In a simple Einstein model, all atoms vibrate with a single frequency. Fittingly, for the bi-modal spectra, ν_e lies in-between the two significant modes.

Conclusions

Non-polarizable, classical force field parameters were used to study transport characteristics of Li⁺ in a model SEI layer composed of EDC. The structural results in EDC are consistent with prior studies that use polarizable force fields. An advantage of non-polarizable force fields is their ready availability in standard simulation packages and accessibility to MD studies over microsecond timescales. Thus, the dynamical characteristics presented here lay a basis for careful molecular-scale examination of the mechanism of transport of Li⁺ ions in the SEI.

These observations over microsecond simulation times provide new physical insights. Specifically, the results compare the glassy behavior of the ethylene dicarbonate SEI matrix with the fluid behavior of liquid ethylene carbonate (Fig. 6). Further, the Li⁺ MSDs examined in the nanosecond time intervals distinguish Li⁺ ion trapping in cages formed by the EDC matrix. Our results establish the sizes of the cages and the trapping lifetimes (Fig. 3), and also the dynamical motions of the Li⁺ ions when trapped (Fig. 8). The vibrational frequency of a trapped ion (about 440 cm⁻¹) is confirmed by electronic structure calculations (Fig. 9). Our results invalidate a naive Einstein model of trapped ions that would be plausible otherwise. The van Hove correlation functions (Figs 4 and 7) provide information for analysis of the correlation of Li⁺ jumps.

Methods

Li₂EDC (Fig. 1) is known to be a dominant component of the SEI layer in lithium ion batteries involving carbonate solvents. Although Li₂EDC is synthesized in crystalline form, its structure at the SEI layer is unknown^2,10. We constructed a system of 256 Li₂EDC moieties for our initial SEI studies. This system size is identical to previous molecular simulations performed using polarizable force fields^10,11. For comparison, we also simulated a single Li⁺ ion solvated by 249 EC (Fig. 1). The GROMACS molecular dynamics simulation package¹⁸ was used for all simulations, and the necessary topology files for EDC and EC were created using non-polarizable all-atom optimized potentials for liquid simulations (OPLS-AA) force field parameters¹⁹. The partial charges on EC atoms were adjusted down to 80% to match experimental transport properties for EC²⁰.
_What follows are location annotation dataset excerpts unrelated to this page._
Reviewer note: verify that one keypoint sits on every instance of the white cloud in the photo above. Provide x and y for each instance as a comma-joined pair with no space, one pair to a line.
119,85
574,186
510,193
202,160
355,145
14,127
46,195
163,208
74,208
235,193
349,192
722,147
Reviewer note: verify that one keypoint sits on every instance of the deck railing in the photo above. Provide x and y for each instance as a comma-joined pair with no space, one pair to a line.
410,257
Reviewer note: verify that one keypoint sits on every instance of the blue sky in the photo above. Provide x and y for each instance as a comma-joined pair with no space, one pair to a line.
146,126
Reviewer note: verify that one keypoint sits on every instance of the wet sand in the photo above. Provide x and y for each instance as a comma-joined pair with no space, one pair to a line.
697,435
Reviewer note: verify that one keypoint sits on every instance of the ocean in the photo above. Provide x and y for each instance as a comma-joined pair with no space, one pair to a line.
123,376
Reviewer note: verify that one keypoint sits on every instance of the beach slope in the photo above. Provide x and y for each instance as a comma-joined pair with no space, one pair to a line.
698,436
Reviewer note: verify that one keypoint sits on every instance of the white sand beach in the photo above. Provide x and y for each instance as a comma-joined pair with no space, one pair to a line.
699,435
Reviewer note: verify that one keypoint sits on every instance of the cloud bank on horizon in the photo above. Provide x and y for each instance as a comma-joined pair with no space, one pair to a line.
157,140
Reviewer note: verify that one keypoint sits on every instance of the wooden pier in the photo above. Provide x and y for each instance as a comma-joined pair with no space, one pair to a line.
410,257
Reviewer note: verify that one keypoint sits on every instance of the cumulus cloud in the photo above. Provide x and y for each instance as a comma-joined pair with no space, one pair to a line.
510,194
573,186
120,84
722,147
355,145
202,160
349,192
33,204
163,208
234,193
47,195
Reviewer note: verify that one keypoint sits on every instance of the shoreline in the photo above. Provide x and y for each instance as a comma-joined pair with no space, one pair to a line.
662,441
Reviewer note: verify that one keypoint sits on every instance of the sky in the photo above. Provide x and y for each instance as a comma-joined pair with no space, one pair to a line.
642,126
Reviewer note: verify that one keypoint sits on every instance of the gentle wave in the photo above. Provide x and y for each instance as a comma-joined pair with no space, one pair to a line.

The EDC and Li⁺ ions were randomly placed into the simulation cell and MD simulations were performed at 700, 500 and 333 K. Since EDC ions are sluggish, configurations from the highest temperature calculation were used to obtain starting points for further simulations, cooled down to 500 K and subsequently to 333 K to study moderate temperature phenomena. Thus, the results presented here are based on amorphous configurations of the EDC/SEI layer. Although it is unclear that Li₂EDC is crystalline at the SEI layer, we have simulated ordered layers and found that the solvent density and radial distribution functions are not substantially changed compared with amorphous Li₂EDC. The ordered Li₂EDC is more conductive compared to amorphous Li₂EDC¹¹, but formation of an ordered SEI structure is unlikely. Therefore, we here discuss only results of amorphous Li₂EDC.

Periodic boundary conditions mimic the bulk environment in these calculations. A Nose-Hoover thermostat^21,22 and a Parrinello-Rahman²³ barostat were utilized to achieve equilibration in the NpT ensemble at 1 atm pressure. A 200 ns production run at 700 K was carried out after initial energy minimization and equilibration steps, then a 250 ns calculation at 500 K. Finally, a 1 μs trajectory at 333 K temperature was constructed. Configurations were saved after each 1 ps of those production runs. A separate 1 ns simulation with a sampling rate of 1 fs was carried out at each temperature to calculate the time-independent pair correlation functions discussed below.